Madame Sabine era tratada con deferencia incluso por los mismos oficiales del rey.
A fuerza de pensar en el asunto que le preocupaba, Zenón se persuadió de que bastaría, para evitar lo peor, con enviar al hermano Florián a restaurar capillas a otra parte. Una vez solos, Cyprien y los novicios no se atreverían a celebrar sus asambleas nocturnas y, además, era posible recomendar a las Bernardinas que vigilaran mejor a las dos mujeres. El traslado de Florián dependía del prior, así que el filósofo acabó por decidirse a confiarle lo preciso para que actuase con premura. Esperó al día en que el enfermo se encontrara un poco mejor.
Ocurrió una tarde, a principios de julio, un día en que el obispo había acudido en persona para saber noticias del prior. Monseñor acababa de marcharse; Jean-Louis de Berlaimont, vestido con su sayal, se hallaba acostado y el esfuerzo que había hecho para recibir cortésmente a su ilustre visitante parecía haberle devuelto momentáneamente el ánimo y las fuerzas. Sébastien vio la bandeja de la comida casi intacta encima de la mesa.
—Le daréis las gracias de mi parte a esa buena mujer —dijo el religioso con voz menos débil que de costumbre—. He comido poco, es verdad —añadió casi alegremente—, pero no es malo que un fraile se vea obligado a ayunar.
—El obispo os habrá concedido una dispensa, supongo —dijo el médico con el mismo tono de broma.
El prior sonrió.
—Su Ilustrísima es un hombre muy culto, y yo creo que tiene también un gran corazón, pese a que yo fui de los que se opusieron a su real nombramiento, que se saltaba nuestras tradicionales costumbres. He tenido el gusto de recomendarle a mi médico.
—No busco otro empleo —respondió Sébastien Théus jovial.
El rostro del enfermo expresaba ya cansancio.
—No quiero quejarme, Sébastien —dijo pacientemente, molesto como siempre que hablaba de sus propios males—. Mis sufrimientos son muy tolerables... Pero tienen consecuencias penosas. Por ejemplo, dudo en si debo recibir o no la Santa Comunión... Podría darme tos, o hipo... Si algún paliativo consiguiera reducir un poco estas anginas...
—Las anginas se curan, señor prior —mintió el médico—. Contamos con este hermoso verano...
—Sin duda —repuso distraídamente el prior—. Sin duda...

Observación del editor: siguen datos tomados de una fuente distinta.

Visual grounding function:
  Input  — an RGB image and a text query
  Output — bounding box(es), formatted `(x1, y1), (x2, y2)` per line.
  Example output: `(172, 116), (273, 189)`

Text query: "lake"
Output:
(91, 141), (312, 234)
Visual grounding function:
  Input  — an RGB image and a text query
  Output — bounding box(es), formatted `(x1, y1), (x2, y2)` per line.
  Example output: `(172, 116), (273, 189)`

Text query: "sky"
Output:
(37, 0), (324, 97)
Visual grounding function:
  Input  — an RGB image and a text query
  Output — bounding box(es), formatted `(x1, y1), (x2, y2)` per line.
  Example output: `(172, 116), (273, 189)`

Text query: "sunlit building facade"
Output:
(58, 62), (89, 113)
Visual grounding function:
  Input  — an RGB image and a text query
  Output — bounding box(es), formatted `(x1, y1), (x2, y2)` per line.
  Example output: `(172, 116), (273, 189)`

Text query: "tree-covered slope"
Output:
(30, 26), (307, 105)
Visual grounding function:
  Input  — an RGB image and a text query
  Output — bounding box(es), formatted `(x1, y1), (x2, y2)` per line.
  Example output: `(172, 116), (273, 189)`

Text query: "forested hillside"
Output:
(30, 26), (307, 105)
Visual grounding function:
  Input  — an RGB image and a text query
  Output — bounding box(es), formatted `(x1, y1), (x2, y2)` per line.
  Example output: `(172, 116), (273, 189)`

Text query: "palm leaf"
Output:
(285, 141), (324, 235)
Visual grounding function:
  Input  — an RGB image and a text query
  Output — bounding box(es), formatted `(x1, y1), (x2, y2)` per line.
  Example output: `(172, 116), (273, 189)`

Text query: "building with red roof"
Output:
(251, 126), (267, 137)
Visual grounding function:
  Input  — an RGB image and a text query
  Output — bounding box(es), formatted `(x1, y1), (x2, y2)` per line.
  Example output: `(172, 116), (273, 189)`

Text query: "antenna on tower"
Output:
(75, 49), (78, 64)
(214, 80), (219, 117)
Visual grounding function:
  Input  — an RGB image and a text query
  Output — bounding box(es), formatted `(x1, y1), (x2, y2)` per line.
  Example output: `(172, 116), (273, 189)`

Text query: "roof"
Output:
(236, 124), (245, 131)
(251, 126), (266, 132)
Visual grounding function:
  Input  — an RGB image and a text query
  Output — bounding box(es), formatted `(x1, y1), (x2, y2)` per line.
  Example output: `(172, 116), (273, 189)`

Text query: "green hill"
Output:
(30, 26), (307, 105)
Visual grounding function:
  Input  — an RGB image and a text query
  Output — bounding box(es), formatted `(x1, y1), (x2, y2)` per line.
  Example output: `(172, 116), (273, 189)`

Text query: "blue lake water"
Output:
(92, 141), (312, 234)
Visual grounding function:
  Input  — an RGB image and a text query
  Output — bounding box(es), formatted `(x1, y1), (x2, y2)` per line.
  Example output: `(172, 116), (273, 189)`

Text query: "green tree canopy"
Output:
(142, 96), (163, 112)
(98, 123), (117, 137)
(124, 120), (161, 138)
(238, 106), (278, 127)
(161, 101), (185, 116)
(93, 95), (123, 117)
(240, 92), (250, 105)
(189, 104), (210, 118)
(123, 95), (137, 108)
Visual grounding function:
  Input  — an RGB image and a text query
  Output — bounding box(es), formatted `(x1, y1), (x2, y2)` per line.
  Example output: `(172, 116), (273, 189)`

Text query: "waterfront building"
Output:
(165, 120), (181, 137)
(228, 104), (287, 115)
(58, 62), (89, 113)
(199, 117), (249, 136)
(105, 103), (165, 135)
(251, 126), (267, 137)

Tendió su delgada muñeca. El fraile de guardia se había eclipsado momentáneamente y Sébastien Théus aprovechó la ocasión para decir que acababa de tropezarse con el hermano Florián por casualidad.

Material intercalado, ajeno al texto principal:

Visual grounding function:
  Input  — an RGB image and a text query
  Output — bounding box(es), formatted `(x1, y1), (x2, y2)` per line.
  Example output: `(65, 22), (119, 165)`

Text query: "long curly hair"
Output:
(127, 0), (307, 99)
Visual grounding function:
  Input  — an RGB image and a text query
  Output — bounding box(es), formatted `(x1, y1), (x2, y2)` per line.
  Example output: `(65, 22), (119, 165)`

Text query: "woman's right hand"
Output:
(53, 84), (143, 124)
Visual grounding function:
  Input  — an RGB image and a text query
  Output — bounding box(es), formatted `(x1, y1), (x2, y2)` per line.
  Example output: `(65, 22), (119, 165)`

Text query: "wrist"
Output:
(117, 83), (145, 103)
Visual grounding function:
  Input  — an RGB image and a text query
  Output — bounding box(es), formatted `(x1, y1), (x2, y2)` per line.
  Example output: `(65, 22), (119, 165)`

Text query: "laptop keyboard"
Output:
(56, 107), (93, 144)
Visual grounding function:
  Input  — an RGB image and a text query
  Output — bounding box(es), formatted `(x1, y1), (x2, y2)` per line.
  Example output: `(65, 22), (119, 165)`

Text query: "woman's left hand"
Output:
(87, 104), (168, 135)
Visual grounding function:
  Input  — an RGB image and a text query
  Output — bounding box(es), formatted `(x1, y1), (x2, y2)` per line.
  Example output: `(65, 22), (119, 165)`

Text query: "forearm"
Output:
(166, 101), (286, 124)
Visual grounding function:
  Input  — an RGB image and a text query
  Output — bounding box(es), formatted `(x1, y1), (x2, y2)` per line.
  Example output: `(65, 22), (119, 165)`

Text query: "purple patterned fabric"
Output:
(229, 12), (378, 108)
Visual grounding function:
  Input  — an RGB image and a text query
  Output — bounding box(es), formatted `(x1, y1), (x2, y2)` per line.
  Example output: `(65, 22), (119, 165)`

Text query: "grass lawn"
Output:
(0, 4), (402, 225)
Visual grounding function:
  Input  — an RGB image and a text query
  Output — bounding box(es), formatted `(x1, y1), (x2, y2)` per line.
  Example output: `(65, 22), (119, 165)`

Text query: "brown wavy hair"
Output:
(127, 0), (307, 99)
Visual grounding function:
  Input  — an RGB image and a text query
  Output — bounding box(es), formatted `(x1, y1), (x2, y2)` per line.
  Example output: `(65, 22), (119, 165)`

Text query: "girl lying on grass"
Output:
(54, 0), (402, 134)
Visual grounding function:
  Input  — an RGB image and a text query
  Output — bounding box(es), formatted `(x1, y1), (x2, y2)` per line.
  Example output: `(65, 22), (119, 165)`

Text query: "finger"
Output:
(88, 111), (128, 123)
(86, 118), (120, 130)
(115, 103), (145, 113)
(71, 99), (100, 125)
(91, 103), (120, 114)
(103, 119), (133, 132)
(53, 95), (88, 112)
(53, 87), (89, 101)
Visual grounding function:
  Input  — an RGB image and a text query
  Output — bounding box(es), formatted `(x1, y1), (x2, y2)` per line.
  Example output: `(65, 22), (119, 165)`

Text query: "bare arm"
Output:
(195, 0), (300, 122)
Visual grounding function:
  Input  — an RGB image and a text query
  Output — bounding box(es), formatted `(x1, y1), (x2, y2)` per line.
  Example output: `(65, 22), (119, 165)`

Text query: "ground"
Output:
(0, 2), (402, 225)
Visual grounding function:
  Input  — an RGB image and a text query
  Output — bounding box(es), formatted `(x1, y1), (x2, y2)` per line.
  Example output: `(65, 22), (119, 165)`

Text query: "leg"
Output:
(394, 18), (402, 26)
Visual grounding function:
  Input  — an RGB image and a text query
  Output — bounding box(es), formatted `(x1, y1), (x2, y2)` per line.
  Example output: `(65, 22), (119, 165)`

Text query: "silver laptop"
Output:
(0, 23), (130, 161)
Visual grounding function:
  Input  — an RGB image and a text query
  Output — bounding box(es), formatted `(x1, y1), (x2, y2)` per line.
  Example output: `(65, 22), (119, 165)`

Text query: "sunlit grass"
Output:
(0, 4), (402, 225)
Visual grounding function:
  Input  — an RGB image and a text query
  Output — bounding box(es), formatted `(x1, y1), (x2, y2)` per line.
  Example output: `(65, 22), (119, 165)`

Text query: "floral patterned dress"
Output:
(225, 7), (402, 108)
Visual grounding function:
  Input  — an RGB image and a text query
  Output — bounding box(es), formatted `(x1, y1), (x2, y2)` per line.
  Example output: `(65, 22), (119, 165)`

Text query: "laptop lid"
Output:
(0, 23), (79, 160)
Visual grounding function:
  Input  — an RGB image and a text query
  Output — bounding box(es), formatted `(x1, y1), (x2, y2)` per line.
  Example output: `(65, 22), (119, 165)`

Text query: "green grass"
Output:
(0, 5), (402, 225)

—Sí —dijo el prior, tal vez con interés de demostrar que aún conservaba memoria de los nombres—. Nos va a restaurar los frescos del coro. Carecemos de fondos para comprar pinturas nuevas...

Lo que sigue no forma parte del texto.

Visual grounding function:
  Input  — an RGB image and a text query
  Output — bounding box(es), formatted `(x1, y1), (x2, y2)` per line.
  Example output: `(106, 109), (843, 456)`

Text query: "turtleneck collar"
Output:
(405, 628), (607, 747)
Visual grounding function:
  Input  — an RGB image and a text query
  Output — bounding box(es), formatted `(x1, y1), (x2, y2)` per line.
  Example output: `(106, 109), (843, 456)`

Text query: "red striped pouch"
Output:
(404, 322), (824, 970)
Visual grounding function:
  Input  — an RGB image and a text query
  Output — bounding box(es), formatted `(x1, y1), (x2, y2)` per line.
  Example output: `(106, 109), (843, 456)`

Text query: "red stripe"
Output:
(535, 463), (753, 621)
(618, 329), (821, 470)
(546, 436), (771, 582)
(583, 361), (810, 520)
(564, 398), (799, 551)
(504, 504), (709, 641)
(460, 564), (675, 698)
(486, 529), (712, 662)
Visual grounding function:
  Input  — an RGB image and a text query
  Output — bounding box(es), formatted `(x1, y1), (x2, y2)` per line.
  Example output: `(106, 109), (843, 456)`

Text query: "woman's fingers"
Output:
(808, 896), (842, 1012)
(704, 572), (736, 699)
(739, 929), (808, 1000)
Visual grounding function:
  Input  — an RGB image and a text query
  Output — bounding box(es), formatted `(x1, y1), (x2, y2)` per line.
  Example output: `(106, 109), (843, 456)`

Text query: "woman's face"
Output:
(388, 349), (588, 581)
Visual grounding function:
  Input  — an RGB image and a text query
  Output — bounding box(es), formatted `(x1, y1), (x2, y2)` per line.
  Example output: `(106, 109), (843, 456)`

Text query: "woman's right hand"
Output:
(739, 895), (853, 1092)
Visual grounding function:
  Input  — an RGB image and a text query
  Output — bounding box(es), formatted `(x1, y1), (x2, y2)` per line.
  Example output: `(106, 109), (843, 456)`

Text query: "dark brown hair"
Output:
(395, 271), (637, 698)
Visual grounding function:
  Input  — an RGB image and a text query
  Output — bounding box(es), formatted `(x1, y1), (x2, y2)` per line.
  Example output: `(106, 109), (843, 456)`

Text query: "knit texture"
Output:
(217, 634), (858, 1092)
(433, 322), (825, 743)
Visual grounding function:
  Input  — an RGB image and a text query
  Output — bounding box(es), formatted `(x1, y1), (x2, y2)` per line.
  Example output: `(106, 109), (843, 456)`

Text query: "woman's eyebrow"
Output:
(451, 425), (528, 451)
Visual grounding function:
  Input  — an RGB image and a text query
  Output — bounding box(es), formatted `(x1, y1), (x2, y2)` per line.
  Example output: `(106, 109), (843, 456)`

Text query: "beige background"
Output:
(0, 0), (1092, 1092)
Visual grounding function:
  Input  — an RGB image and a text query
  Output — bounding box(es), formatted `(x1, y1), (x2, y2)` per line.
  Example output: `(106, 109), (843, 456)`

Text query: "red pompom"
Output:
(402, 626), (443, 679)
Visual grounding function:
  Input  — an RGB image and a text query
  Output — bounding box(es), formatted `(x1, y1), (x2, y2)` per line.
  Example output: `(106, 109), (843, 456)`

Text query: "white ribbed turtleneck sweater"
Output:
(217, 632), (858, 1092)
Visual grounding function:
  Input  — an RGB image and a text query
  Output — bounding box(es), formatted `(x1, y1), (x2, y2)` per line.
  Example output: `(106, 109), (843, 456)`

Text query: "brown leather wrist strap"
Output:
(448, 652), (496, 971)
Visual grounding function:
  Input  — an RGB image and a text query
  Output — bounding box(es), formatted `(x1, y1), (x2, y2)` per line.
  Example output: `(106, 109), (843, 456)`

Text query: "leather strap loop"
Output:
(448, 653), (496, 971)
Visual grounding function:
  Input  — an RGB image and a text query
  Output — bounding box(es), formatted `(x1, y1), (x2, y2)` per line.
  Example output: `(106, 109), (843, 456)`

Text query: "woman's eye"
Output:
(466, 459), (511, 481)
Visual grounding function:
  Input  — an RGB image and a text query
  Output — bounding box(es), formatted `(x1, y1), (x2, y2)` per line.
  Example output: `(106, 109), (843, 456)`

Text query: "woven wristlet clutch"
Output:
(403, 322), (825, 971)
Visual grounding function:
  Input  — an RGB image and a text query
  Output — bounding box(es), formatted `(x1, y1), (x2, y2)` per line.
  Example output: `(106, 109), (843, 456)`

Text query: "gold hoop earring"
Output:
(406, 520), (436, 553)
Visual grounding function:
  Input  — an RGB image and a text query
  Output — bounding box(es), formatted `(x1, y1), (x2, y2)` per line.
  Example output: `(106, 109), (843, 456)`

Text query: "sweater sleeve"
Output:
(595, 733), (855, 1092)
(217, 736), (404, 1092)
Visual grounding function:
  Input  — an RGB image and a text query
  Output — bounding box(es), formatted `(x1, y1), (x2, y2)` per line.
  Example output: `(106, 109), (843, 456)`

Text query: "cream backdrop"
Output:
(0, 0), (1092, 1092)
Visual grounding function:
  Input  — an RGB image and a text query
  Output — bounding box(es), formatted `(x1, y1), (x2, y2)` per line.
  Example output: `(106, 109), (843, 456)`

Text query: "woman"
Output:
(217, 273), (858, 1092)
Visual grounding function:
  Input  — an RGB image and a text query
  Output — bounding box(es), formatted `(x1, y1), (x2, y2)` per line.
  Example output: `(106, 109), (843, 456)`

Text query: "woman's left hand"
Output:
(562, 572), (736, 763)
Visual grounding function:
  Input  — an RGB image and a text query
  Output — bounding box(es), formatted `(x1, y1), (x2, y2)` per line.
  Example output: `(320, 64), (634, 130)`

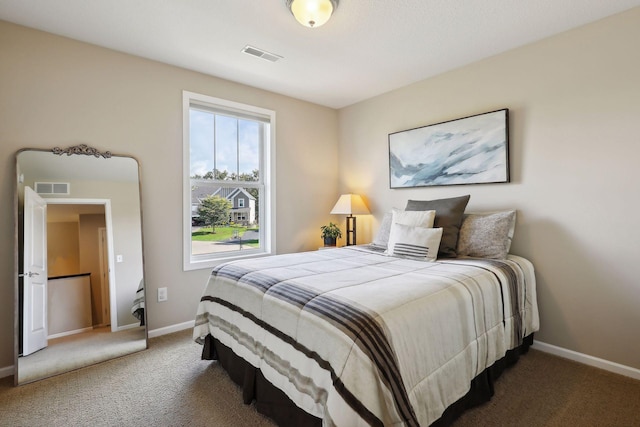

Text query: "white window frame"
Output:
(182, 91), (276, 271)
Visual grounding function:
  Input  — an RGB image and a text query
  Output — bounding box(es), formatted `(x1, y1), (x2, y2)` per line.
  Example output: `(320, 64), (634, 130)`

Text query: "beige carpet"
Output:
(18, 326), (146, 384)
(0, 330), (640, 427)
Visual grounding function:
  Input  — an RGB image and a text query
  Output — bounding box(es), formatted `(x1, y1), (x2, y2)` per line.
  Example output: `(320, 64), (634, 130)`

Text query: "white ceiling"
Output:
(0, 0), (640, 108)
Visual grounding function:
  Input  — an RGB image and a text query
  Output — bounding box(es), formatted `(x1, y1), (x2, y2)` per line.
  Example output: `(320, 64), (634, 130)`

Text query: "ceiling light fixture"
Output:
(285, 0), (338, 28)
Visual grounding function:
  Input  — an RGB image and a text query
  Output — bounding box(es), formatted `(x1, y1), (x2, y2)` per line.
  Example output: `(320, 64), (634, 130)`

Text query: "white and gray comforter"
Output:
(194, 247), (539, 426)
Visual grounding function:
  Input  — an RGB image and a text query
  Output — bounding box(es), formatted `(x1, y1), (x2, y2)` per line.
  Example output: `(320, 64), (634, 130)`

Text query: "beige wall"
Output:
(339, 8), (640, 369)
(0, 21), (338, 368)
(47, 222), (80, 277)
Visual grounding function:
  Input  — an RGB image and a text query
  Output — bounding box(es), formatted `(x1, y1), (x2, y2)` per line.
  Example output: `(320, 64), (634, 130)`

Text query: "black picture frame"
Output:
(389, 108), (510, 189)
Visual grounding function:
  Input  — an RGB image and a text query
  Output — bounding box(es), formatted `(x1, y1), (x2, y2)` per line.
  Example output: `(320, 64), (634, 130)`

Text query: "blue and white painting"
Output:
(389, 109), (509, 188)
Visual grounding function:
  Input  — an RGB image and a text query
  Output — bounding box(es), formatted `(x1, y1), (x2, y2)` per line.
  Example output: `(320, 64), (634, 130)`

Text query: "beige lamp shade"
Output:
(331, 194), (370, 215)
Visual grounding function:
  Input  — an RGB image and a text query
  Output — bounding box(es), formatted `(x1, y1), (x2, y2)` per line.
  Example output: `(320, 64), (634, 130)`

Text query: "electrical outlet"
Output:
(158, 288), (167, 302)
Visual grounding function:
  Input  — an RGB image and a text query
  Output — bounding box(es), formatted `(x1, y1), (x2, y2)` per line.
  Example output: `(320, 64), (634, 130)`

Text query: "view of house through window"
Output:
(188, 94), (270, 270)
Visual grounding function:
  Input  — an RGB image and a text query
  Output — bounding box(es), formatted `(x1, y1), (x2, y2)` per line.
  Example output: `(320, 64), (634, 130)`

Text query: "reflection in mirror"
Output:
(14, 145), (147, 384)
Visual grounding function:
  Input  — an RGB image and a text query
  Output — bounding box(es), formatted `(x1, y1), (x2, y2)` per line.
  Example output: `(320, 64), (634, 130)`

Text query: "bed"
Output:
(194, 199), (539, 426)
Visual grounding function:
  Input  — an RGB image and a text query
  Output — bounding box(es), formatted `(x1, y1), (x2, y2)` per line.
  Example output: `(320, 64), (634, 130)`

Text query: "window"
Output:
(183, 91), (275, 270)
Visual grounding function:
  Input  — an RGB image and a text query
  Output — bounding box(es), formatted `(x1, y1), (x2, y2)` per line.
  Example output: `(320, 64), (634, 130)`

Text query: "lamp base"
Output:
(346, 215), (356, 246)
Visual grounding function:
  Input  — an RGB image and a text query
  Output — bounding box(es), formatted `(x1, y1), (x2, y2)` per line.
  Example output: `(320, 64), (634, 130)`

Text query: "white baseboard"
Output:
(47, 326), (93, 340)
(0, 365), (13, 378)
(531, 340), (640, 380)
(114, 322), (140, 332)
(149, 320), (196, 338)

Parecía como si creyese que el fraile de los pinceles y pinturas había llegado la víspera. Contrariamente a los rumores que circulaban por los pasillos del convento, Zenón pensaba que Jean-Louis de Berlaimont estaba en plena posesión de sus facultades, pero que éstas se hallaban, por decirlo así, interiorizadas. De repente, el prior le hizo seña de que se inclinara, como si quisiera confiarle un secreto, pero ya no era nada referente al hermano pintor.